Podobnie jak w 1902 r. otoczenie pomnika odgrywa znaczącą rolę[11], tronujący Beethoven obok kulturowej fantazji o wstąpieniu Chrystusa na Olimp, jakby posąg sam z siebie nie budził wystarczającego interpretacyjnego zakłopotania. Pomost między modernizmem, Grecją, a chrześcijaństwem. Wielka synteza idei i środków, eksperymentujący z mediami Klinger zasługuje na porównanie z multinstrumentalistą Michałem Aniołem[12]. Nawet gdy posąg opuszcza Lipsk, co dzieje się niezwykle rzadko, jego miejsce zajmują dzieła równie prowokujące, ironiczne, tworzące programowy zgrzyt z mitologiczno-chrześcijańskim otoczeniem[13].
Klinger rzeźbi Beethovena, jedną z najważniejszych postaci europejskiego romantyzmu, który to nurt nie był, co prawda, pozbawiony wyrazistych indywidualności malarskich, jednak trudno mówić, że zrealizował swój kompletny program w szeroko rozumianej plastyce, w takim stopniu jak to miało miejsce w filozofii, literaturze, zwłaszcza zaś muzyce. Niespełniony w sztukach pięknych romantyzm, będzie zatem szukał ujścia w kolejnych epokach i nurtach, co nieuchronnie skutkuje erupcją późnoromantycznych treści, a wspomniane epoki i nurty skazuje na syntetyzowanie, swoiste zdwojenie. To powinowactwo sztuk pointuje znakomicie Ludwig Havesi, autor creda secesji („Der Zeit ihre Kunst – der Kunst ihre Freiheit“):
Na progu stulecia Beethoven objawił uszom to, co dziś Max Klinger pokazuje oczom. Jeden zmysł zastępuje drugi na przestrzeni wieków. Dziś maluje się Eroikę i dłutuje IX Symfonię[14],
tuż po obejrzeniu dzieła w 1902 r. Bliski symbolizmowi Klinger wyraża zarówno ducha romantyzmu, jak i rodzącego się modernizmu, obaj twórcy (bo również Beethoven) budują dwustronne pasaże, obaj przekraczają swój czas. Co więcej, Klinger zarówno motywami odkupieńczymi na tyłach tronu Beethovena, jak i Chrystusem na Olimpie (1897) syntetyzuje w niedookreśloną wciąż jeszcze całość antyk i chrześcijaństwo.

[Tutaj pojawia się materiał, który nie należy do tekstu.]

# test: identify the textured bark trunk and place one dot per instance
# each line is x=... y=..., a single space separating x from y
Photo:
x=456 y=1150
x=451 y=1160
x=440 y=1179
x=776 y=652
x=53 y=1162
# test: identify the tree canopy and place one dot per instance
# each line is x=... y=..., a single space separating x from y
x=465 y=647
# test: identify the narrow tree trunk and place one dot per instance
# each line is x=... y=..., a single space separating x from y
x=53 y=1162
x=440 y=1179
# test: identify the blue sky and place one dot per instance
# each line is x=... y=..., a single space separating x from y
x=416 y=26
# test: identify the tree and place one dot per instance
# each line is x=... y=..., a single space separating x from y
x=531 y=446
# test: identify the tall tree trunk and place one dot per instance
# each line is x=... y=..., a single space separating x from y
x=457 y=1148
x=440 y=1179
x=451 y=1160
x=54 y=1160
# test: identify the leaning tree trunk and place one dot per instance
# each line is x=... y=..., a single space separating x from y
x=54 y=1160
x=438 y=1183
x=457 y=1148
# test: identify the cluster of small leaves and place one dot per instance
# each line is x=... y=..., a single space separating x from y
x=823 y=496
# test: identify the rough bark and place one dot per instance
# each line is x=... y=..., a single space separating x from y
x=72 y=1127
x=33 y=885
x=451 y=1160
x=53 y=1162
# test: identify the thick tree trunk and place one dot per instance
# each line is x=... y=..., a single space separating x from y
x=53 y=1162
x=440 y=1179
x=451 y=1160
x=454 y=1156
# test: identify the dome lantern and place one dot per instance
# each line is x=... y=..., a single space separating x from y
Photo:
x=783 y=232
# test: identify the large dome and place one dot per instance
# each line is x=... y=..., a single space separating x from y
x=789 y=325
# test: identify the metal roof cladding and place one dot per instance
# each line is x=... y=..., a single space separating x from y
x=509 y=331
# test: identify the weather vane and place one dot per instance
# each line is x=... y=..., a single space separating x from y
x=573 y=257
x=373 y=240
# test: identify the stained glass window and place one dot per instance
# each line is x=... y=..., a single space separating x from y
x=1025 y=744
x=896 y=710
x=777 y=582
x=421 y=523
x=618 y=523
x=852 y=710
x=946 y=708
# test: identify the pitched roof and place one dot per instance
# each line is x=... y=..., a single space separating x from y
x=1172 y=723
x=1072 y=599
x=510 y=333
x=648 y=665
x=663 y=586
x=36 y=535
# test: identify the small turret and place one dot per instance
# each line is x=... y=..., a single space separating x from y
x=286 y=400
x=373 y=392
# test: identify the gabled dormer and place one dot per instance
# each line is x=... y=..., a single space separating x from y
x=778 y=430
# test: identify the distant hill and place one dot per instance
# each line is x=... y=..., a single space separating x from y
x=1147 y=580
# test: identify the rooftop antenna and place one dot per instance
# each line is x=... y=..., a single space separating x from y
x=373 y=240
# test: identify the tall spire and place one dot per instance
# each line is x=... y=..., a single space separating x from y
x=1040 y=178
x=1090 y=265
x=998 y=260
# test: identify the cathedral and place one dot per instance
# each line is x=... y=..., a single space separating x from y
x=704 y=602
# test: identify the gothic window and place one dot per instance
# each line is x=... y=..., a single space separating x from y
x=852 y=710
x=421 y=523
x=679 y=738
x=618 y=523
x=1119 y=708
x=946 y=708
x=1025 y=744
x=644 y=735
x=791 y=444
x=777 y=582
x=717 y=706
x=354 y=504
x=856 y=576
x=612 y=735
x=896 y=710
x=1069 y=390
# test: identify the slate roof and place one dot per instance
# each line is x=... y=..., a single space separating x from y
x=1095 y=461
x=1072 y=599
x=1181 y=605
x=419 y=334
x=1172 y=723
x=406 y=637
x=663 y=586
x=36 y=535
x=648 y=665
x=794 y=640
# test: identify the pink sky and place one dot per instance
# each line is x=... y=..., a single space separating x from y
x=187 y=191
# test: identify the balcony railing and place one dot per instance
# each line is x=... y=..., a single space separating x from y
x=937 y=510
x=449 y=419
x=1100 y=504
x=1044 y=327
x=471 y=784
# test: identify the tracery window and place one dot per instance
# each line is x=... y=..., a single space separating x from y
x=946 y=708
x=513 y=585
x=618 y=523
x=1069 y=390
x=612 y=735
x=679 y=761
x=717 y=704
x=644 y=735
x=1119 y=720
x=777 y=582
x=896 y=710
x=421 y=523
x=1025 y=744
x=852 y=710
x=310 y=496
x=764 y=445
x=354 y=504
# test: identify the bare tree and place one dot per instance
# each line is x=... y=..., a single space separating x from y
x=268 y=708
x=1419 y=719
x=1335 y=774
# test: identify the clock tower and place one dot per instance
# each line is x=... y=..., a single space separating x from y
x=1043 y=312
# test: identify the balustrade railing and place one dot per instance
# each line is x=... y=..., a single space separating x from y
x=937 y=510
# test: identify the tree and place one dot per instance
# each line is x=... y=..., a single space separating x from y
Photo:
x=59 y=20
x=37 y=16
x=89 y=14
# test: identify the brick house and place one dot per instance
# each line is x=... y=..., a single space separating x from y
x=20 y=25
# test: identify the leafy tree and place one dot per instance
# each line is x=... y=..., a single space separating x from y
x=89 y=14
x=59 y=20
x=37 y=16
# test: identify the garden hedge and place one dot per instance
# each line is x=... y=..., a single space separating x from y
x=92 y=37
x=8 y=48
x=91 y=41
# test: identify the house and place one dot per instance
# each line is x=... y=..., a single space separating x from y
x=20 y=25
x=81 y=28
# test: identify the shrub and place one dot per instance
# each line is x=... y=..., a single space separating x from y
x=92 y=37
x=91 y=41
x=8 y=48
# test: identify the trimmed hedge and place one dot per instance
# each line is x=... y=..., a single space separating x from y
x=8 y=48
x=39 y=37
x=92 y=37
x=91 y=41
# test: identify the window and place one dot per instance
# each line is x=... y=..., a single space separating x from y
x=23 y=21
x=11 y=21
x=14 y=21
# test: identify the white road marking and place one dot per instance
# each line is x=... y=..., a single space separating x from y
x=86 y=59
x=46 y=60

W lipskim muzeum posąg kompozytora ze znajdującymi się tuż obok płótnami (zawierającymi plastikowe elementy) łączą właściwie dwa motywy: nagość i mesjańskie powołanie „głównego bohatera” na każdym z dzieł. Mamy tu właściwie do czynienia z „Mesjaszem secesji”, jak wyraził się badacz Thomas Zaunschirm[15], według którego eklektyczny historyzm odkrywał nie tylko znaczenie dziejów jako takich, ale w pewnym sensie wieńczył „sztafetę stylów”, w czym przejawiał się dekadencki, a może nawet bardziej apokaliptyczny charakter przełomu wieków XIX i XX w.:
Rasa ludzka, która uważała się za kres historii, którą tylko ona zrozumiała, miała skłonność do celebrowania kultu geniuszu i proroczego patosu. Ale właściwie od czego Mesjasz powinien odkupić ludzkość? Pod koniec stulecia, które wprowadziło religię do sztuki, sami artyści uwierzyli w taki zsekularyzowany plan zbawienia. Nie oczekiwali niczego innego, jak zniesienia przeszłości (…) na rzecz sztuki, która otwiera się na teraźniejszość. Taka była treść napisu nad wejściem do Secesji: <Czas to sztuka – sztuka jego wolność>. Świetnie skomponowany, hybrydowy konstrukt relacjonuje fikcyjne pojawienie się Chrystusa na Olimpie. Klinger dążył do syntezy starożytności i chrześcijaństwa w swoim obrazie historii świata. Nie chodziło o zderzenie czy połączenie dwóch ideałów piękna, ale w istocie o pojednanie religii i mitu[16].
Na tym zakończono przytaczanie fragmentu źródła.